Strozzapreti ai frutti di mare e pesto di rucola

Strozzapreti ai frutti di mare e pesto di rucola

Come fare gli strozzapreti? Oggi vi presento la ricetta originale romagnola per preparare gli strozzapreti ai frutti di mare e pesto di rucola.

Preparare gli strozzapreti ai frutti di mare e pesto di rucola non è difficile, gli strozzapreti sono una pasta fresca gustosissima che si prepara solo con acqua e farina, ci vuole un po’ di manualità. Ma come mai gli strozzapreti hanno un nome così particolare? Dal verbo greco straggalào, arrotolare e dal verbo prepto, incavare, potrebbe derivare il sostantivo “strangulapriévete “.

Il termine strozzapreti ha da sempre dato adito a storie e leggende piuttosto colorite: si racconta che un tempo gli strozzapreti venissero preparati dalle massaie come dono per il prete del paese; lo facevano per conto dei mariti di credo anti-clericale, che auguravano così ai preti di “strozzarsi”.

Secondo altri, invece, la pasta deve il nome alla sua forma, così particolare che poteva strozzare perfino il clero, il più avvezzo, un tempo, ai piaceri della tavola. Il nome si ritrova in ogni regione italiana, anche se la forma della pasta cambi: è il caso degli stringozzi umbri e degli strangolapreti del Trentino, che sono degli gnocchi a base di spinaci  e pane (che assomigliano agli gnudi toscani).

In Toscana si vuole che il termine strangolapreti o l’analogo strozzapreti, derivi della pasta lunga simile alle stringhe utilizzate dagli anarchici per strangolare i preti, e che quindi fosse  un augurio che possano andare di traverso e chiudere le gole dei preti abituate a trattarsi bene. Curiosamente in Toscana strozzapreti è uno dei nomi con cui sono conosciuti gli gnudi,  gnocchi a base di spinaci e ricotta.

Ricetta strozzapreti ai frutti di mare e pesto di rucola:

Ingredienti per 4 persone:

400 g farina 00
200 ml acqua tiepida
una manciata di sale fino

Mettete la farina e il sale in una ciotola e aggiungete l’acqua a filo mescolando con una forchetta.
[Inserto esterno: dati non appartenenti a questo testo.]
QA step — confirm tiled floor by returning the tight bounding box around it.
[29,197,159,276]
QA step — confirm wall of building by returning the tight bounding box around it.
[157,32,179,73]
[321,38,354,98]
Date una prima impastata con le mani all’interno della ciotola raccogliendo tutta la farina, poi trasferite l’impasto su una spianatoia lavoratelo tirandolo e ripiegandolo su stesso, deve diventare elastico. Una volta ottenuta una pasta liscia ed elastica formate una palla, copritela con un panno lasciandola riposare 20 minuti.

Stendetela con il mattarello a uno spessore di 2-3 mm e ritagliate delle strisce della larghezza di circa 1,5 cm, arrotolate ogni striscia su se stessa nel senso della lunghezza strofinandole tra le mani e tagliandola in pezzi lunghi circa 5 cm.

Disporre gli strozzapreti su vassoi infarinati, cuocerli in abbondante acqua salata aggiungendo un cucchiaio d’olio all’acqua di cottura.

Prima di cuocere gli strozzapreti preparate il sugo ai frutti di mare!

Ingredienti:

mezzo chilo di vongole e cozze,
4 gamberoni,
aglio 2 spicchi
olio, sale, prezzemolo

Pulite le vongole mettendole in ammollo in un recipiente con acqua fredda, cambiate l’acqua di tanto in tanto e lasciandole in ammollo fino a quando non sarà eliminata la sabbia che è al loro interno. Pulite poi le cozze grattando con un coltello le impurità presenti sul guscio ed eliminando la barbetta.

Mettete in una padella un trito di prezzemolo ed aglio, vino bianco ed aggiungere cozze e vongole. Una volta che le valve si saranno aperte togliete la metà dei molluschi dai gusci (l’altra metà lasciateceli).

Mettete i gamberoni a soffriggere con olio, aglio e un filo di cognac o Brandy. Quando saranno pronti, aggiungete le  le cozze e le vongole e bagnate con il brodo di cottura dei molluschi.

Lessare gli strozzapreti e contate 2 minuti da quando vengono a galla, scolateli e aggiungeteli al pesce facendo saltare per un paio di minuti.

Frullate 50 g di rucola con 10 gherigli di noce ed uno spicchio piccolo d’aglio privato dell’anima, aggiungere olio EVO e condire gli strozzapreti con il pesto di rucola fresco.

Servite gli  strozzapreti ai frutti di mare e pesto di rucola caldi.